La construction du HPI et THPI dans sa conjugaison aux troubles associés
Le HPI peut parfois masquer des troubles comme le TDAH ou un TSA mais l'inverse est également possible.
Que cela complique le diagnostic, certes, cela crée des difficultés au quotidien qui interpellent le sujet et ceux qui l'encadrent, mais est-ce réellement un enjeu de construction ?
Cette construction s'élabore avant tout par nos rapports sociaux.
Le véritable enjeu, ne réside-t-il pas, avant tout, dans la sidération du décalage. Du qui suis-je et qui-est cet autre si différent, apparemment ? Mais aussi, quels sont ces codes et normes implicites que tout le monde semble respecter sans que je ne les comprenne ?
ET surtout finalement : Comment pouvons-nous être SI différents toi et moi ?
Oui, c'est similaire pour tout le monde. Entre la girl boss et le biker, il y a un monde, mais c'est d'un autre ordre chez le HPI car cela ne s'inscrit pas dans les signes extérieurs d'appartenance à un groupe, ou d'éducation, ou encore de divergences idéologiques.
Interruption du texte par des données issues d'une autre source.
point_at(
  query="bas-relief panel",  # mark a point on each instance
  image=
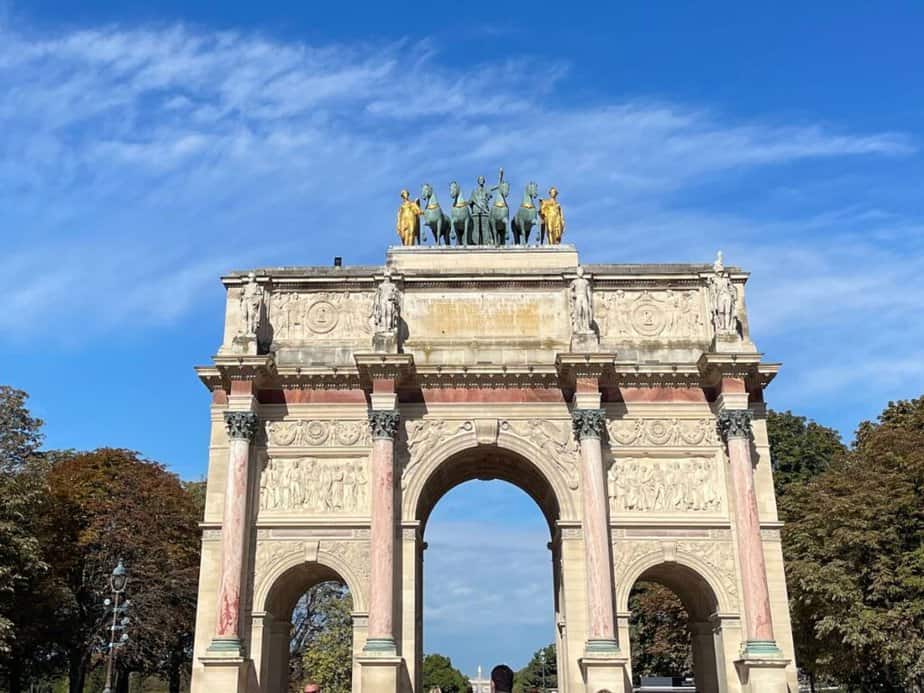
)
(297, 317)
(315, 486)
(318, 433)
(666, 486)
(673, 314)
(480, 315)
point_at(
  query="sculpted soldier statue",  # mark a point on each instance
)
(386, 308)
(480, 200)
(724, 298)
(553, 218)
(582, 311)
(251, 305)
(408, 224)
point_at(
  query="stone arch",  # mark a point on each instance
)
(695, 582)
(493, 450)
(304, 563)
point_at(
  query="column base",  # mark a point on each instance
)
(601, 647)
(380, 673)
(226, 647)
(605, 673)
(380, 646)
(227, 673)
(763, 674)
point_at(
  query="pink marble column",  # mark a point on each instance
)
(735, 426)
(241, 426)
(601, 637)
(381, 635)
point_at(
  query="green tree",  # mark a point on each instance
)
(109, 504)
(541, 670)
(800, 449)
(658, 633)
(325, 631)
(854, 545)
(438, 672)
(28, 600)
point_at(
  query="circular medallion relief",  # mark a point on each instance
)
(316, 432)
(648, 318)
(321, 317)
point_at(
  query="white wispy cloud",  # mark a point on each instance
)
(139, 162)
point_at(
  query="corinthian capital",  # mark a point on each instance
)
(588, 423)
(384, 424)
(241, 424)
(734, 423)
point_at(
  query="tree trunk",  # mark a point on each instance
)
(76, 671)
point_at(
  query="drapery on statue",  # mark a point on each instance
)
(582, 304)
(251, 305)
(553, 218)
(408, 224)
(724, 298)
(386, 309)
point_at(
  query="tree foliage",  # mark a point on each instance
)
(324, 632)
(542, 670)
(438, 672)
(800, 449)
(658, 632)
(854, 546)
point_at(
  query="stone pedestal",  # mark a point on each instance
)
(763, 675)
(603, 673)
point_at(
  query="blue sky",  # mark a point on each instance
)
(145, 148)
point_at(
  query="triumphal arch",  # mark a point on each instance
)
(626, 400)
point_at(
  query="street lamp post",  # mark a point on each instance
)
(117, 582)
(542, 664)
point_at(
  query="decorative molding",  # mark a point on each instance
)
(663, 432)
(318, 433)
(554, 439)
(312, 486)
(588, 423)
(384, 424)
(241, 425)
(734, 423)
(666, 486)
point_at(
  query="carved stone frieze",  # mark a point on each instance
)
(318, 433)
(554, 438)
(663, 432)
(666, 486)
(314, 486)
(423, 435)
(644, 315)
(325, 315)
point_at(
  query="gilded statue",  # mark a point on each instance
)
(408, 224)
(553, 218)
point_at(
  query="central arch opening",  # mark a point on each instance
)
(490, 574)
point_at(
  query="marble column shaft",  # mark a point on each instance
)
(588, 425)
(735, 426)
(241, 427)
(381, 635)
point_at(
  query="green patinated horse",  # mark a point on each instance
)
(461, 216)
(499, 220)
(434, 217)
(527, 215)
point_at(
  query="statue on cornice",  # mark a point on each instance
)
(251, 305)
(724, 298)
(582, 311)
(386, 308)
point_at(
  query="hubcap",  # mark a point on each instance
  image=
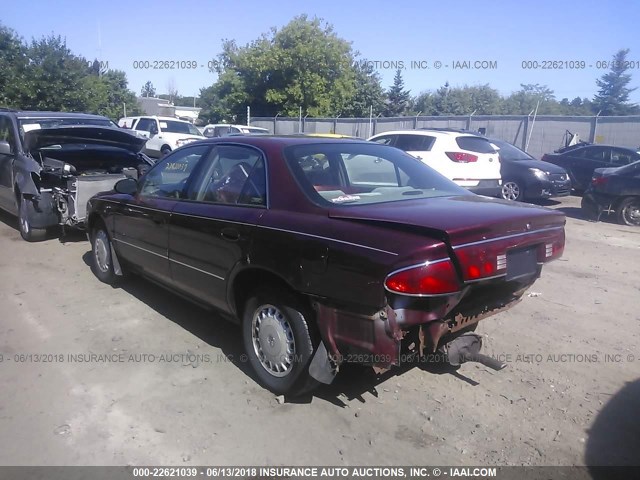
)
(510, 191)
(101, 251)
(273, 340)
(632, 213)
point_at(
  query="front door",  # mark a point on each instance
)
(211, 232)
(141, 225)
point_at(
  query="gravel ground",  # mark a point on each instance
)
(568, 396)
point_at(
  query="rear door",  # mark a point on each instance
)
(211, 232)
(7, 134)
(141, 225)
(585, 161)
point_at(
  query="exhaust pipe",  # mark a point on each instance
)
(466, 348)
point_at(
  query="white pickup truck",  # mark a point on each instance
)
(164, 133)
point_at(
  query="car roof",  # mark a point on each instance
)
(282, 140)
(430, 133)
(37, 114)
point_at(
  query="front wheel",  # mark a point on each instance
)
(277, 337)
(512, 190)
(628, 211)
(27, 232)
(102, 264)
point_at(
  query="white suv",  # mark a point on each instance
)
(164, 133)
(469, 160)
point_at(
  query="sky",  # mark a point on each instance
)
(500, 35)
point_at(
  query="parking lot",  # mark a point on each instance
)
(95, 375)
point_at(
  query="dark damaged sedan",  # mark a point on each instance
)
(326, 251)
(51, 163)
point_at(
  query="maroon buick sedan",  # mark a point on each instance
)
(325, 250)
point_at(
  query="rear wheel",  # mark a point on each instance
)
(512, 190)
(628, 211)
(27, 232)
(277, 337)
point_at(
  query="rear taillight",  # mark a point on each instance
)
(595, 181)
(435, 278)
(462, 157)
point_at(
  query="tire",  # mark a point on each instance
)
(27, 232)
(589, 209)
(278, 340)
(512, 190)
(102, 263)
(628, 211)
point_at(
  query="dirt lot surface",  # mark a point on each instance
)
(569, 394)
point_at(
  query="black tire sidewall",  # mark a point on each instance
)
(298, 318)
(620, 210)
(109, 276)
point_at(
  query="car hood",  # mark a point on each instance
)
(81, 134)
(460, 219)
(544, 166)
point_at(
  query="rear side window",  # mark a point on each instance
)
(411, 143)
(475, 144)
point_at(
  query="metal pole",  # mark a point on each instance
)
(532, 124)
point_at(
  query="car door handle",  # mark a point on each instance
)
(230, 234)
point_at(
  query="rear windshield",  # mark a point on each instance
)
(364, 173)
(475, 144)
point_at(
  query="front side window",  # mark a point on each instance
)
(415, 143)
(6, 132)
(356, 174)
(170, 177)
(233, 175)
(144, 124)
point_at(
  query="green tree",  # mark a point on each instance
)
(12, 66)
(368, 94)
(148, 90)
(304, 64)
(613, 96)
(398, 99)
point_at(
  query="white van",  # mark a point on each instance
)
(164, 133)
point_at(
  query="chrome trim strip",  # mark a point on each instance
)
(268, 228)
(506, 237)
(170, 259)
(140, 248)
(195, 268)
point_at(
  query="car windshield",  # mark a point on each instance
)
(629, 169)
(172, 126)
(364, 173)
(28, 124)
(509, 152)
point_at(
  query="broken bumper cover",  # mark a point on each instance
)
(41, 211)
(391, 337)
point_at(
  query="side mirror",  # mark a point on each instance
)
(126, 185)
(5, 148)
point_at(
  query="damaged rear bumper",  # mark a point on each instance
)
(392, 337)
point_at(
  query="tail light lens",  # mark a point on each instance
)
(461, 157)
(435, 278)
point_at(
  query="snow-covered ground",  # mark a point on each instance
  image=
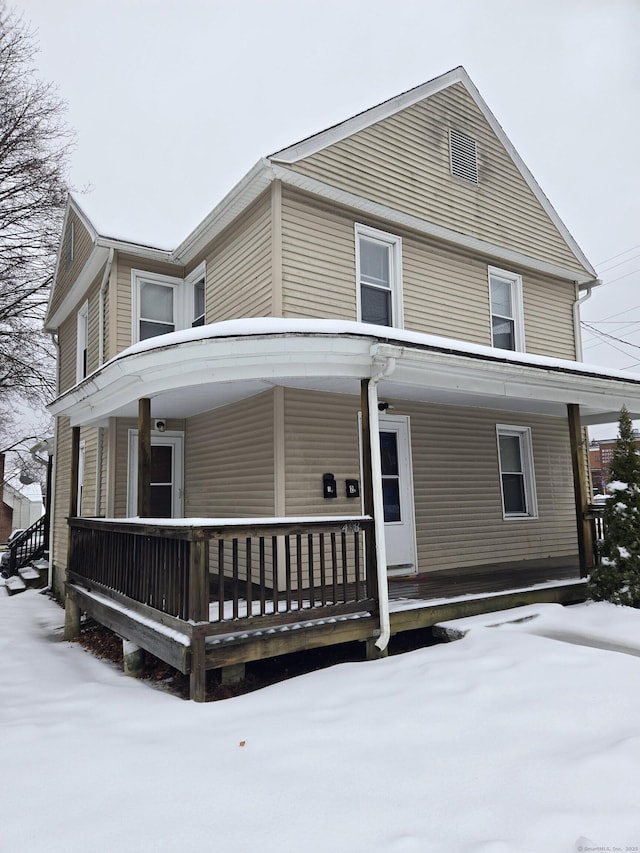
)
(524, 737)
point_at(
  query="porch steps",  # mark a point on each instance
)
(456, 629)
(14, 584)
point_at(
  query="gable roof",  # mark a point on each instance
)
(275, 167)
(319, 141)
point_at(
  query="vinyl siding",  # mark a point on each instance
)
(229, 461)
(81, 250)
(456, 478)
(457, 488)
(445, 291)
(403, 162)
(60, 530)
(239, 267)
(68, 338)
(321, 435)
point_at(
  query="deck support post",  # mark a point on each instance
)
(144, 457)
(373, 652)
(71, 618)
(367, 494)
(580, 487)
(232, 674)
(132, 659)
(198, 674)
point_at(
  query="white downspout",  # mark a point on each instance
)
(378, 504)
(103, 287)
(576, 316)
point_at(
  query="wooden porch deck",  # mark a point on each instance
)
(161, 588)
(484, 579)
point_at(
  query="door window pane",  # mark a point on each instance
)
(389, 453)
(391, 498)
(161, 501)
(198, 303)
(161, 463)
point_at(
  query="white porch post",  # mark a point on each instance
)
(378, 514)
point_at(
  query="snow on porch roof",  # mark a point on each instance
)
(199, 369)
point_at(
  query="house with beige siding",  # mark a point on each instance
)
(351, 401)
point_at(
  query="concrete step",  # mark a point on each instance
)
(30, 575)
(14, 584)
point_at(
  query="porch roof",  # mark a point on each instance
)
(189, 372)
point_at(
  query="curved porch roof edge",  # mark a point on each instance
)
(196, 370)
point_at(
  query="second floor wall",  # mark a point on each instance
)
(292, 255)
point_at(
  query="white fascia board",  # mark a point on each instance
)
(232, 205)
(139, 250)
(78, 290)
(422, 226)
(207, 362)
(496, 378)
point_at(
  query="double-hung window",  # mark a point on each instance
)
(156, 305)
(507, 322)
(82, 327)
(378, 269)
(515, 458)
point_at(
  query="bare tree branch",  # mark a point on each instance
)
(34, 149)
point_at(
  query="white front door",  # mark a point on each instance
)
(397, 492)
(166, 475)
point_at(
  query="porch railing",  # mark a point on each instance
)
(31, 544)
(231, 574)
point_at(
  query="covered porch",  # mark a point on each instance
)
(205, 593)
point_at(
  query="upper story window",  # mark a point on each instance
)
(516, 471)
(82, 342)
(463, 156)
(379, 275)
(69, 247)
(507, 319)
(163, 304)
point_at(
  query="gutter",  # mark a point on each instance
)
(577, 334)
(378, 504)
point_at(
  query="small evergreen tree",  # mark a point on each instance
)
(617, 578)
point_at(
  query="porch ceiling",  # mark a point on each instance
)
(198, 370)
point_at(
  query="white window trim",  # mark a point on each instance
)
(526, 454)
(395, 269)
(172, 437)
(140, 276)
(516, 302)
(82, 341)
(200, 272)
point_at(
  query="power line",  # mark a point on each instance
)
(619, 255)
(619, 264)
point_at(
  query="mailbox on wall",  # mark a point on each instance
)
(329, 488)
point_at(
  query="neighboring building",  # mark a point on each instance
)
(407, 251)
(20, 505)
(600, 457)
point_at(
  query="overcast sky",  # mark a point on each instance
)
(173, 101)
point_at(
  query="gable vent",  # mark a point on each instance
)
(463, 155)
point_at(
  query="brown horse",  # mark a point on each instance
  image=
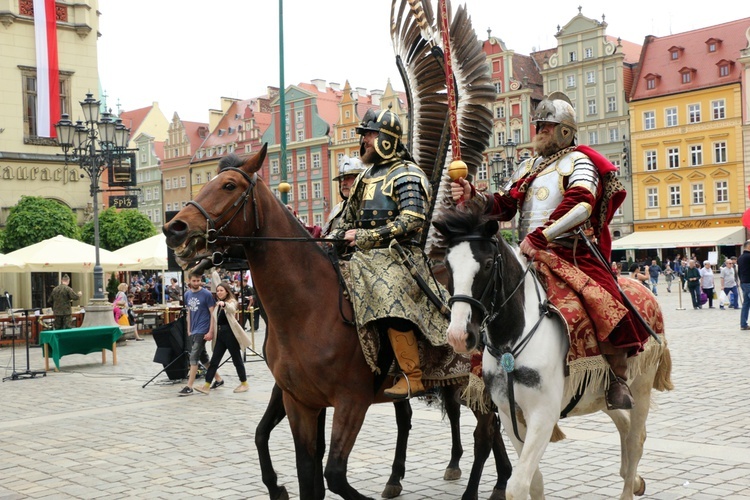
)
(315, 357)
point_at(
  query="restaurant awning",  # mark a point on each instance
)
(681, 238)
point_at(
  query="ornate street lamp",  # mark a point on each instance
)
(94, 144)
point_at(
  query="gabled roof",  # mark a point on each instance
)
(632, 51)
(196, 132)
(693, 56)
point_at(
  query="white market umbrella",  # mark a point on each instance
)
(150, 253)
(65, 254)
(9, 264)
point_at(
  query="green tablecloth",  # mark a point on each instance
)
(79, 340)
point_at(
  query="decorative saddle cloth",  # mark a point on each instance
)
(440, 364)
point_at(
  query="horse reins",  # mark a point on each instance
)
(508, 354)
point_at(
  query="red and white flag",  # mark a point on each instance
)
(47, 69)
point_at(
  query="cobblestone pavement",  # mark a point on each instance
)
(92, 431)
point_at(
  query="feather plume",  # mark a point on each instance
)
(419, 53)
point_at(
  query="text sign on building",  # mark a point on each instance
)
(124, 201)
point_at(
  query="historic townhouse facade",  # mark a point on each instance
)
(686, 127)
(236, 131)
(183, 140)
(595, 71)
(148, 175)
(31, 161)
(518, 83)
(311, 112)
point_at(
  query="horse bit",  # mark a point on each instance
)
(507, 355)
(213, 234)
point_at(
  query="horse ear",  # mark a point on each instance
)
(253, 164)
(490, 229)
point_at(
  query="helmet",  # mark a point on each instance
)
(557, 108)
(349, 166)
(388, 126)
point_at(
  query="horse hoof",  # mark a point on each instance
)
(451, 474)
(642, 490)
(391, 491)
(282, 495)
(497, 494)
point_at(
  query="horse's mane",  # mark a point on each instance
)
(466, 219)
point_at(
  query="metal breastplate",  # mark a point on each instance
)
(376, 208)
(544, 194)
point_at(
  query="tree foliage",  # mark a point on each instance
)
(118, 229)
(36, 219)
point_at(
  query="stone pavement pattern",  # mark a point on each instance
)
(91, 431)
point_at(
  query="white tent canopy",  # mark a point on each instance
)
(65, 254)
(150, 253)
(10, 264)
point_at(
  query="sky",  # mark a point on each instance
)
(187, 54)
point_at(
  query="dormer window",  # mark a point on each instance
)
(651, 80)
(687, 74)
(725, 67)
(712, 44)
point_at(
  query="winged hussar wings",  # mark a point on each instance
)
(419, 55)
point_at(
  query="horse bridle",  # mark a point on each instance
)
(212, 233)
(507, 355)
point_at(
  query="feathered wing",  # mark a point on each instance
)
(419, 55)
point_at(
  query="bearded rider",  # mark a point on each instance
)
(388, 202)
(564, 188)
(349, 169)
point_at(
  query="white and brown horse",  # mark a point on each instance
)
(498, 300)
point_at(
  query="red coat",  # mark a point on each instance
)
(629, 333)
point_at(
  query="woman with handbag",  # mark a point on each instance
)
(693, 279)
(229, 336)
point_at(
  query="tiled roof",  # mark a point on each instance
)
(133, 119)
(192, 130)
(328, 102)
(693, 57)
(526, 67)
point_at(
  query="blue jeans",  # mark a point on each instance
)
(745, 303)
(695, 295)
(733, 296)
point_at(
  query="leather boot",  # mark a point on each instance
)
(407, 355)
(618, 395)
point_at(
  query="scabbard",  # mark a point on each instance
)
(407, 261)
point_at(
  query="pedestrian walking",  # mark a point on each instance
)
(693, 279)
(707, 282)
(743, 265)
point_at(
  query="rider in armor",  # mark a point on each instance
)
(388, 202)
(564, 188)
(349, 169)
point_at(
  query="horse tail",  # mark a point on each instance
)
(663, 379)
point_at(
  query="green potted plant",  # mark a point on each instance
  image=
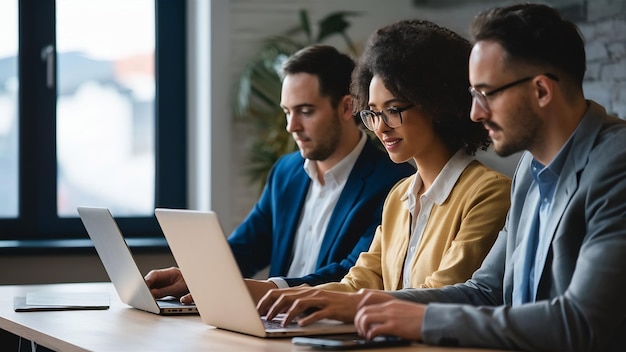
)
(258, 90)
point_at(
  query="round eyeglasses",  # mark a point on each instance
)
(391, 116)
(481, 96)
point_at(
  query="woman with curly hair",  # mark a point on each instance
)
(411, 89)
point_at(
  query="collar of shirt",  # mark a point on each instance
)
(339, 173)
(444, 183)
(546, 177)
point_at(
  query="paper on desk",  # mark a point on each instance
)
(69, 299)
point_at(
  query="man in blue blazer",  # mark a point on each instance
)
(556, 276)
(320, 206)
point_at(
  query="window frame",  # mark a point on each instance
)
(38, 226)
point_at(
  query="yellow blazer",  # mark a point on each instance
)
(457, 237)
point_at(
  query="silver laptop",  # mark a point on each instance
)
(205, 259)
(121, 267)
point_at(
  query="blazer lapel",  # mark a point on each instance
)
(292, 204)
(568, 184)
(355, 186)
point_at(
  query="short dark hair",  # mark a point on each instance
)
(424, 64)
(332, 68)
(534, 34)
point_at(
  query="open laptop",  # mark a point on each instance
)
(205, 259)
(121, 267)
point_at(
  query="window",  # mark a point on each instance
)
(92, 112)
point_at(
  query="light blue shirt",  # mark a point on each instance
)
(536, 244)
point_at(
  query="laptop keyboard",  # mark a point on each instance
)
(277, 324)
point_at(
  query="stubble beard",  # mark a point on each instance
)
(526, 132)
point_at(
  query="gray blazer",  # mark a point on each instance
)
(581, 303)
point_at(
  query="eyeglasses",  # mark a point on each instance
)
(481, 96)
(391, 116)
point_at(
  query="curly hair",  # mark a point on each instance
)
(427, 65)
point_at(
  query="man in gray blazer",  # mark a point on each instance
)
(556, 277)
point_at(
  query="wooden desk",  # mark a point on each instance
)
(122, 328)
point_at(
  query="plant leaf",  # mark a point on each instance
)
(335, 23)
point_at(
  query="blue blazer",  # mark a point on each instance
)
(266, 236)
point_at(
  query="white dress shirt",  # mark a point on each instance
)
(318, 208)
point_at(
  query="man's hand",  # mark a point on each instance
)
(379, 314)
(168, 282)
(309, 304)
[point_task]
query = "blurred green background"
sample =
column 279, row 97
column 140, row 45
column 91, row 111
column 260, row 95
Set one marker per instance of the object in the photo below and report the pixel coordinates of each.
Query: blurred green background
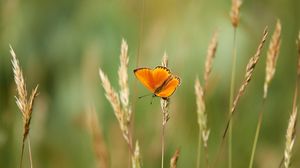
column 62, row 44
Pour le HPI tout se joue dans la profondeur du rapport à l'autre. Dans ce qui se dit, peut se dire, et ne doit pas se dire dans la relation, naissante ou ancienne. Bien sûr, ensuite, il sera question de profondeur d'analyse, soulignant encore la question du dimensionnel.
Ce gouffre relationnel et perceptif, vécu sans toujours être compris en ces termes dès l’enfance, marque profondément la construction du moi.
Loin d’être anodin, ce sentiment d’écart peut générer des blessures invisibles, des incompréhensions qui ont laissées une trace mnésique qui sera constamment revisitée, des traumatismes sociaux ancrés qui influencent durablement la manière de se relier aux autres.
Ils créeront au fil des années le vivier inasséchables de leurs désillusions.
Car ce process se répète à l'infini, dans le rapport social usuel, ou un simple apéritif avec quelques amis, vécu comme une balade au parc par les neurotypiques, sera entièrement revisité pendant parfois des heures ou des jours, dans les moindres bribes d'interactions par le HPI ou le THPI pour en comprendre les jeux, et tenter de recréer une réalité plus fine.
Vient alors la question de l’acceptation. Certaines réalités, selon notre vécu et nos valeurs, resteront inassimilables. Ce n’est pas une question de volonté, mais de structure identitaire et de rejet.
Le HPI ou THPI, n’est ni un trouble, ni un simple atout.
C’est un processus de lecture du monde, un degré supérieur de lucidité, un filtre relationnel qui colore les interactions et la perception de la réalité. Une singularité à apprivoiser et à accepter, plutôt qu’une étiquette à porter, ou la question de l'intérêt de l'entre soi, plus qu'ailleurs, a un sens fort.